Morice stirred uneasily. “They got a Danish tanker somewhere off Nantucket,” he continued impotently.

August Turnbull refused to be drawn into further speech; he inhaled his cigar with a replete bodily contentment. The oppression of dinner was subsiding. His private opinion of the war was that it would end without a military decision—he regarded the German system as unsmashable—and then, with France deleted and England swamped in internal politics, he saw an alliance of common sense between Germany and the United States. The present hysteria, the sentimentality he condemned, could not continue to stand before the pressure of mercantile necessity. After all, the entire country was not made up of fools.

Morice and his wife wandered off to the boardwalk, and he, August, must have fallen asleep, for he suddenly sat up with a sensation of strangeness and dizzy vision.

He rose and shook it off. It was still light, and he could see Bernard at his automobile, parked before the latter's cottage.

The younger man caught sight of August at the same moment and called: “We are going to a cafe with the Rathes; will you come?”

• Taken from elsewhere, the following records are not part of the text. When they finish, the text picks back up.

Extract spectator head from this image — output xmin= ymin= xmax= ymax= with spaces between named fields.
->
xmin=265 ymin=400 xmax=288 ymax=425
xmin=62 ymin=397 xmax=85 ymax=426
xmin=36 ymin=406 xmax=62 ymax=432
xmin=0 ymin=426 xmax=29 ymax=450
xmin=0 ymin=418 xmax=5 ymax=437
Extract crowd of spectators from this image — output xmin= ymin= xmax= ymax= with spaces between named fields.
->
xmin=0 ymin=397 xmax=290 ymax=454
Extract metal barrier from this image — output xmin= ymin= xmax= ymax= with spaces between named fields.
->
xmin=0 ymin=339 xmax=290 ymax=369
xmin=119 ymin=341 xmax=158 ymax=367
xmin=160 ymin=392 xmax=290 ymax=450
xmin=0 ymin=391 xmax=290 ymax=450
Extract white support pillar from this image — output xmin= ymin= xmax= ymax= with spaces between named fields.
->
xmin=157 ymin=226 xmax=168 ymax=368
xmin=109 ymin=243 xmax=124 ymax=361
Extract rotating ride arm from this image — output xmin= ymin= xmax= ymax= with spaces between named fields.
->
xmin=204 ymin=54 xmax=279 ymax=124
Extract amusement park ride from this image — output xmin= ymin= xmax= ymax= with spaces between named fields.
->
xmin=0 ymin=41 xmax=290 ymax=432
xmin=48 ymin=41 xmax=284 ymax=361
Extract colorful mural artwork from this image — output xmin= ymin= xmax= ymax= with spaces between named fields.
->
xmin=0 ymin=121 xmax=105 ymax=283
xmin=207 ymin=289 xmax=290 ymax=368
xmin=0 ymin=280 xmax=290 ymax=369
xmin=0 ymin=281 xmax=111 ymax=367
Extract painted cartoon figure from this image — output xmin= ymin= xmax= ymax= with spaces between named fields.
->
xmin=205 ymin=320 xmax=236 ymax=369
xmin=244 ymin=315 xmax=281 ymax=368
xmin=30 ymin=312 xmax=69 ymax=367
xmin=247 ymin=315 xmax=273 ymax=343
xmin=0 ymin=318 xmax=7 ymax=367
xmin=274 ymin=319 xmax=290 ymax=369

He was still slightly confused, his head full, and the ride, the gayety of the crowd, he thought, would do him good.

“Be over for you,” the other added; and later he was crowded into a rear seat between Louise, his daughter, and Caroline Rathe.

Louise was wearing the necklace of platinum and diamonds Bernard Foster had given her last Christmas. It was, August admitted to himself, a splendid present, and must have cost eighteen or twenty thousand dollars. The Government had made platinum almost prohibitive. In things of this kind—the adornment of his wife, of, really, himself, the extension of his pride—Bernard was extremely generous. It was in the small affairs such as gasoline that he was prudent.

Both Caroline Rathe and Louise were handsome women handsomely dressed; he was seated in a nest of soft tulle and ruffled embroidery, of pliant swaying bodies. Their satin-shod feet had high sharp insteps in films of black lace and their fingers glittered with prismatic stones. Bernard was in front with the chauffeur, and Frederick Rathe occupied a small seat at the knees of the three others. He had not made his money, as had August and Bernard, but inherited it with a huge brewery. Frederick was younger than the other men too; but his manner was, if anything, curter. He said things about the present war that made even August Turnbull uneasy.

He was an unusual youth, not devoted to sports and convivial pleasures—as any one might infer, viewing his heavy frame and wealth—but something of a reader. He quoted fragments from philosophical books about the will-to-power and the Uebermensch that stuck like burrs in August Turnbull's memory, furnishing him with labels, backing, for many of his personally evolved convictions and experience.